SUGGESTION AND HEALTH

[... 7 paragraphs ...]

— and we will resume dictation, with a new chapter, to be called: “Suggestion and Health.”

[... 1 paragraph ...]

Suggestions are usually statements directed toward a particular action or hypothesis. To a large extent, suggestions are tied into conscious thought processes, following the dictates of reason. For example: “If thus and thus be so, then thus and thus must follow.” There is no magic connected with suggestions — but repeated often enough, and believed in fervently, such suggestions do indeed take on a deeply habitual nature. They are no longer examined, but taken for literal truth.
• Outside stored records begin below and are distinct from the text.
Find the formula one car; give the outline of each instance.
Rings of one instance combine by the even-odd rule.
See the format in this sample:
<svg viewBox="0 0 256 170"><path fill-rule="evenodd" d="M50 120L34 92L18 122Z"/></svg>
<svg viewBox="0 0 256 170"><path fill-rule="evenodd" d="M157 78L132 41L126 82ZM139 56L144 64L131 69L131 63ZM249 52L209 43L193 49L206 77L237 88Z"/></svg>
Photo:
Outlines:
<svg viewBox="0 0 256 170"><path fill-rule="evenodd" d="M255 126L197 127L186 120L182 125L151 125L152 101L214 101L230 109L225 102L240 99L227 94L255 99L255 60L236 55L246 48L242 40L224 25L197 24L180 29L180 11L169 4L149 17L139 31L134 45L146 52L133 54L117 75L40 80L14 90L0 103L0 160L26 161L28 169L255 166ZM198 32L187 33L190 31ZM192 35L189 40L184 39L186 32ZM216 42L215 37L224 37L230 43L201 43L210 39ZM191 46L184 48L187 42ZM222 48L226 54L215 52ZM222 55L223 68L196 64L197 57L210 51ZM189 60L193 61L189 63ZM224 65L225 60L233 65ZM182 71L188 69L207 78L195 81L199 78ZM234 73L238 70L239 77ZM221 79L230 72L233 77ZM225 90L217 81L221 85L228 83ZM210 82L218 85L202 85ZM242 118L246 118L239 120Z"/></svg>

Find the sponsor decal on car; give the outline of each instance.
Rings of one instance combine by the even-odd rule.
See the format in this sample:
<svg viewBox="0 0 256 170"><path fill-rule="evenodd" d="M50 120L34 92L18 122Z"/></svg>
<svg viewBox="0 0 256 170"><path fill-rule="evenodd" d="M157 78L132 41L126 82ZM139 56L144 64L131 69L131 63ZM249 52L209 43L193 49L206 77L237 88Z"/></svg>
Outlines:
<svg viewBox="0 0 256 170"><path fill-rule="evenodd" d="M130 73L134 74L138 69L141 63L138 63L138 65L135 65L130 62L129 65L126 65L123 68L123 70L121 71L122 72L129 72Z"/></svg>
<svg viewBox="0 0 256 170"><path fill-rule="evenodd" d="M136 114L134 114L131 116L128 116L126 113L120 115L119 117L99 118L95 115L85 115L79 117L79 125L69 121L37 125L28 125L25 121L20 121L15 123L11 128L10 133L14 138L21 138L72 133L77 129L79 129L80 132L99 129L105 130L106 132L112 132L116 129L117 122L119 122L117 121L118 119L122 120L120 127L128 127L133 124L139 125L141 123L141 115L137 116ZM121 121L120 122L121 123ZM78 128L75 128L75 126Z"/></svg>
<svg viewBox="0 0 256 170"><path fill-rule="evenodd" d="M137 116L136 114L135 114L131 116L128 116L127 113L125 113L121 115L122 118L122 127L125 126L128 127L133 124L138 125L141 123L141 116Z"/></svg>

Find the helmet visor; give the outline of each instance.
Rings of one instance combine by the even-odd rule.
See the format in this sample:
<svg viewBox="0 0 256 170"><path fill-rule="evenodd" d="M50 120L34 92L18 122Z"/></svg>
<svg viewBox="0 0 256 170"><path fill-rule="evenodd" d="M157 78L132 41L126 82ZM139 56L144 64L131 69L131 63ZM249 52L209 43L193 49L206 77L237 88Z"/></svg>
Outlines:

(Long pause.) They are then handed over to the more automatic levels of personality, where they trigger the specific actions that are so strongly implied. Many such suggestions are “old-hat idioms.” They belong to the past, and again they escape the questioning and examination that are usually given to new ideas. Period.

These suggestions may be remarkably long-standing, therefore, and consist of beliefs received in childhood. Period. Accepted now in the present, noncritically, they may still affect health and well-being. Such suggestions can be beneficial and supportive, or negative and detrimental. Here are some examples that should be quite familiar to many people. They consist of suggestions given to children:

[... 4 paragraphs ...]

These suggestions and others like them are often given to children by their parents with the best of intentions. When they are young, the offspring will accept some such suggestions uncritically, coming as they do from a revered adult, so that the suggestions are almost interpreted as commands.

A suggestion like: “If you go swimming too soon after lunch, you will drown,” is extremely dangerous, for it predicts behavior of a disastrous nature that would follow almost automatically after the first act is performed. Obviously, children who go into the water right after eating do not all drown. The suggestion itself can lead to all kinds of nervous symptoms, however — panics, or stomach cramps — that can persist well into adulthood.

Such suggestions can be removed, as we will explain shortly.

(4:47.) There are other kinds of suggestions that involve identification. A child may be told: “You are just like your mother; she was always nervous and moody.” Or: “You are fat because your father was fat.”